Ale Valerie Bilello zapamietam
No to jak?Spotkamy sie w Toskanii?
Żyję znów Włochami. W planie kolejny wyjazd. Tym razem to ja mam pokazać ten kraj tym, którzy tam nie byli. Cieszę się, że znów Toskanię zobaczę, wzgórza z charakterystycznymi piniami. Czy plany pokrzyżuje pandemia? Będę jechał przez Alpy, mam zamiar przejechać je w poprzek krętymi drogami … aby było “weselej”. Dam radę? Tam z 1000 zakrętów. Nic się nie wydarzy? Zawsze miałem jakieś przygody tam gdzieś w świecie, jakie będą teraz? Podróże są fajne, ale każda może być fajna tylko wtedy, gdy się z niej wraca szczęśliwy …
Toskania
Na razie,w ramach ue,nic Ci planow nie pokrzyżuje.Ja mam gorzej…
A no właśnie. Mam kumpla w Liverpoolu. Co się do niego odezwę, to piszczy, bym go odwiedził. No jak mam to zrobić, jak są z tym problemy? Już mu napisałem, że pierwszy możliwy termin i letę.

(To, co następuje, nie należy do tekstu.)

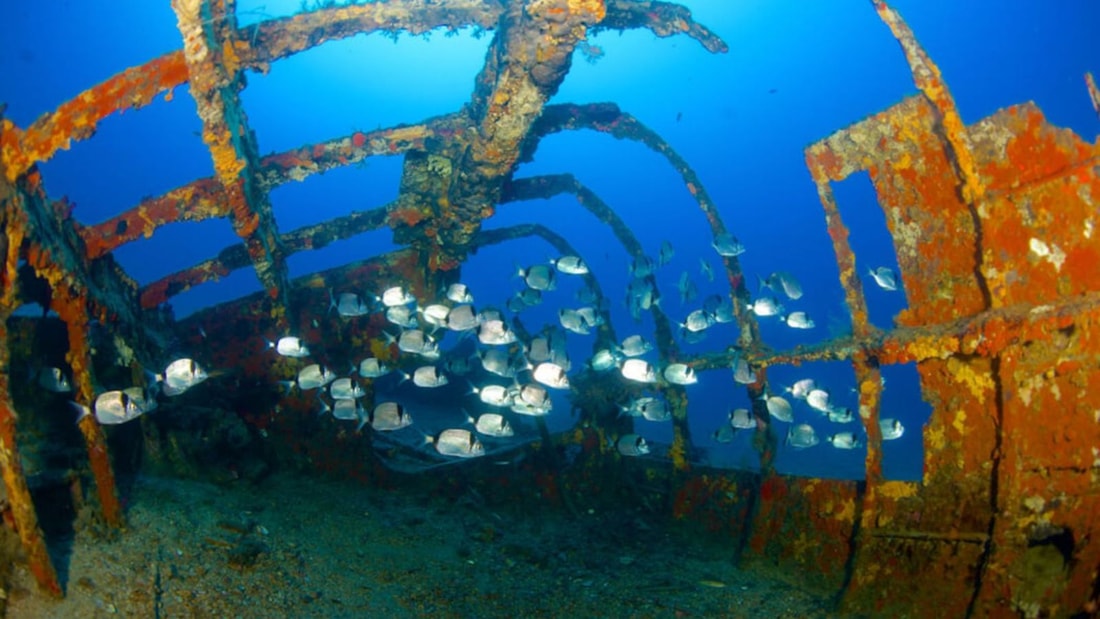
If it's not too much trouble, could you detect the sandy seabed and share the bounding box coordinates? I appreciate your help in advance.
[6,474,835,619]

UK jest fajne i sporo tam ciekawego do obejrzenia. W Walii polecam ten wiadukt:
Jest “czad” jak się tam płynie lub idzie …
Co ty znów. Polska uznaje certyfikat z UK. Pytałem wczoraj znajomego który tir-em jeździ.

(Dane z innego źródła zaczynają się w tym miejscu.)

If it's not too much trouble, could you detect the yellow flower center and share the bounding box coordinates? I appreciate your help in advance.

Toskania zima jest paskduna, Rzym tez
Mieskam na dlugosci geograficznej Neapolu. Czasem mi slonce swieci na czarno
To nie o to chodzi ze nie moge wjechac.Moge.Ale nie mam az tyle urlopu by bawic sie w kwarantanny.I do tego powtarzac badania na 8 dzień.
Nie ma kwarantanny. Masz certyfikat i nie ma
Walijskie zamki…
Ale okazalo sie ze jestem jakis…zmeczony.Nie wiem,nigdy nie potrafie tego wyczuć…Aż mi głupio bo na te fizyczną sprawność nigdy nie narzekałem…
Moze po prostu za bardzo tęsknie…
Za chaosem jaki wytworzyl sie od zarazy? To sie nawarstwia od lat.
Teoria spiskowa? Jak masz miliardy ludzi?
Znowu chyba mylisz temat…
Uczciwie, po prostu juz ta zaraza jestem zmeczona.
Wszedzie chaos, nikt nic nie wie.
Pseudpolityczne problemy wszedzie.
Tez powinnam do Polski pojechac, ale ta niepewnosc jak dotrzec, a potem wrocic? Zeby na czas zdazyc?
Wczoraj moim dziewczynom przeczytano na pokladzie samolotu,jak to sie niby ma u nas.I tylko potwierdzenia ze w ramach ue,ruch jest w zasadzie bez ograniczeń,jesli ma sie dowody szczepień.Jesli nie to masa ceregieli z badaniami i ewentualnymi kłuciami lub kwarantanną.
Poza ue,nic sie nie zmienia.10 dni kwarantanny z badaniem na 8 dzień…
Ja juz tak dawno w domu nie bylem ze mam kwarantanne w doopie i lece do domu w pazdzierniku na 2 tygodnie.Jakby ktos zaczął mysleć to mam swoje certyfikaty.Choć nie liczę na wiele…
Moze do października cos sie poprawi?
Ja w Polsce nie bylam 8 lat. Tak jakos wyszlo.
A tymczasem owo słońce o którym w temacie,stanie sie wspomnieniem…Jesliby wyłaczyć zwyczajne,ludzkie emocje to zapowiada sie ciekawie [taki eufemizm].
Bo do tego czasu polowa kraju bedzie zaszczepiona.I jak ten bezjajeczny rząd z tego wybrnie wobec kraju z poza ue w ktory na dzisiaj 76,8 mam juz podwojną dawkę?
U nas tez sczepienia ida niezle. W zasadzie poza dziecmi przed 12 rokiem to juz prawie wszyscy zaszczepieni przynajmniej jedna dawką.